When he returns to New York 15 years after an airplane crash -- barefoot, bearded, and dirty -- Danny Rand (aka IRON FIST) finds that the corporation his dad left behind is being run by an evil partner, Harold Meachum, and his children (who were Danny's pals when they were children). At first, the corporate trio won't believe it's Danny; they think he's some kind of spy set on corporate sabotage, and they try to have him killed. Danny uses his superpower martial arts skills to defend himself. Harold Meachum (who supposedly died of cancer years ago) runs the plan from his secret hideout, while his kids try to undo Danny. Martial arts studio owner Colleen Wing (Jessica Henwick) is a strong, no-nonsense woman who comes to Danny's aid.

Is it any good?

This is most definitely a different kind of superhero series. Marvel's Iron Fist isn't full of action, colorful characters, laughs, or über-muscled bodies. But there's a depth to the orphaned character Danny Rand/Iron Fist that's engaging on a different level, and it's intriguing to watch how he handles each conflict with a balance of philosophy and fight. The flashback scenes to his childhood (and especially the plane crash) give the viewer insight into his current tortured yet good-at-heart personality. Another doesn't-fit-the-mold character in Iron Fist is Danny's friend and martial arts studio owner Colleen Wing. She's a strong female character who (refreshingly, for a superhero series) doesn't dress in push-up bras or high heels. Rand's nemeses, the evil Meachum father-son duo, have a seriously dysfunctional relationship. Will the disgruntled son eventually turn on the supposedly dead but actually in-hiding dad?

The slower pace and lower flash of this show may turn many superhero fans away, but it may also make some superhero fans out of people who normally don't like the typical pace, glam, and one-liners. Either way, Iron Fist's take on a superhero's journey to discover his place in the world is undeniably different.

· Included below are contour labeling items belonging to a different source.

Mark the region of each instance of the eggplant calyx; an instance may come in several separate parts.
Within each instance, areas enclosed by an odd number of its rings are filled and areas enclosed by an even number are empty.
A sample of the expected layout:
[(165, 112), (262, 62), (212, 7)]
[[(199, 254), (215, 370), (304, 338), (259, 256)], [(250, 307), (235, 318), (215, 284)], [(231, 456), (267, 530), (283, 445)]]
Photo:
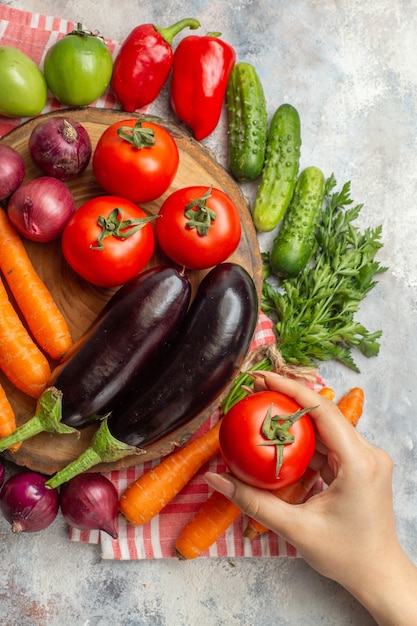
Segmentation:
[(48, 387), (38, 399), (35, 415), (13, 433), (0, 439), (0, 452), (42, 432), (64, 435), (78, 433), (75, 428), (62, 424), (61, 419), (62, 392), (56, 387)]
[(107, 424), (107, 418), (104, 418), (94, 433), (89, 447), (72, 463), (49, 478), (45, 486), (48, 489), (55, 489), (99, 463), (113, 463), (129, 454), (144, 454), (144, 450), (130, 446), (113, 437)]

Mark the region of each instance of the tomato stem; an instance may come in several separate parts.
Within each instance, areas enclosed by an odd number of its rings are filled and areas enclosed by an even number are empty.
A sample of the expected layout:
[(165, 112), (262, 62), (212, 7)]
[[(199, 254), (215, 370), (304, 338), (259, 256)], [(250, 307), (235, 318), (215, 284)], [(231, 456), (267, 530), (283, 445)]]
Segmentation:
[(97, 237), (97, 245), (90, 245), (92, 250), (103, 250), (103, 240), (106, 237), (116, 237), (117, 239), (128, 239), (134, 235), (138, 230), (146, 226), (148, 222), (156, 219), (157, 215), (151, 215), (149, 217), (138, 217), (133, 220), (123, 220), (123, 211), (119, 207), (115, 207), (108, 217), (99, 215), (97, 224), (101, 228), (101, 232)]
[(310, 406), (307, 409), (298, 409), (298, 411), (289, 415), (272, 415), (272, 407), (273, 405), (271, 404), (262, 423), (262, 434), (267, 441), (258, 445), (276, 447), (275, 476), (278, 478), (284, 459), (284, 446), (294, 442), (294, 435), (289, 432), (290, 428), (300, 417), (317, 407)]
[(208, 235), (212, 222), (216, 219), (216, 212), (207, 206), (212, 189), (213, 187), (209, 187), (201, 198), (192, 200), (184, 209), (184, 215), (188, 218), (187, 228), (195, 228), (202, 237)]
[(117, 134), (137, 150), (150, 148), (156, 142), (153, 128), (144, 128), (141, 120), (138, 120), (134, 126), (120, 126), (117, 129)]

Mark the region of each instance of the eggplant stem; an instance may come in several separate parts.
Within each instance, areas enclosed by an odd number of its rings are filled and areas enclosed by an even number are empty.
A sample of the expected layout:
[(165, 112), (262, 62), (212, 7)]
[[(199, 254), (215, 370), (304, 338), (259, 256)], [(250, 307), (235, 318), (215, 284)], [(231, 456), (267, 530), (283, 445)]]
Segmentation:
[(13, 433), (0, 439), (0, 452), (42, 432), (63, 435), (78, 433), (75, 428), (62, 424), (61, 419), (62, 392), (56, 387), (48, 387), (38, 399), (35, 415)]
[(49, 489), (55, 489), (99, 463), (113, 463), (129, 454), (144, 454), (144, 450), (113, 437), (107, 424), (107, 418), (104, 418), (94, 433), (89, 447), (74, 461), (49, 478), (45, 486)]

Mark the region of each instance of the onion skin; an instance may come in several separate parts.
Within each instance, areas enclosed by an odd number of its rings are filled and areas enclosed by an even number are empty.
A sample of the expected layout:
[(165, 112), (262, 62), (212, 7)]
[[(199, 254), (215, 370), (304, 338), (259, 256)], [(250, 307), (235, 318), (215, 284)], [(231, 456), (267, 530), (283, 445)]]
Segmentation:
[(20, 187), (25, 173), (23, 157), (11, 146), (0, 143), (0, 202)]
[(117, 539), (118, 494), (108, 478), (97, 472), (78, 474), (61, 487), (61, 513), (73, 528), (103, 530)]
[(7, 212), (16, 230), (31, 241), (45, 243), (61, 236), (75, 211), (75, 199), (65, 183), (40, 176), (20, 185)]
[(33, 129), (29, 137), (32, 160), (48, 176), (71, 180), (81, 174), (91, 159), (87, 130), (76, 120), (51, 117)]
[(45, 487), (47, 477), (37, 472), (11, 476), (0, 491), (0, 510), (13, 533), (44, 530), (59, 510), (57, 489)]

Talk to your kids about ...

  • Families can talk about Danny's complicated character in Iron Fist. What do you think those 15 years between the plane crash that happened when Danny was 10 years old and him returning to New York were like for him? How did they affect his personality?

  • Talk about the relationship between corporate owner Harold Meachum and his son Ward. Why do you think Ward was so mean to Danny as a child (shown in the flashbacks), and what does he and his father's relationship have to do with it?

  • Talk about Danny's use of strength through martial arts. In what ways did he and other martial artists use these specialized fighting powers in peaceful ways?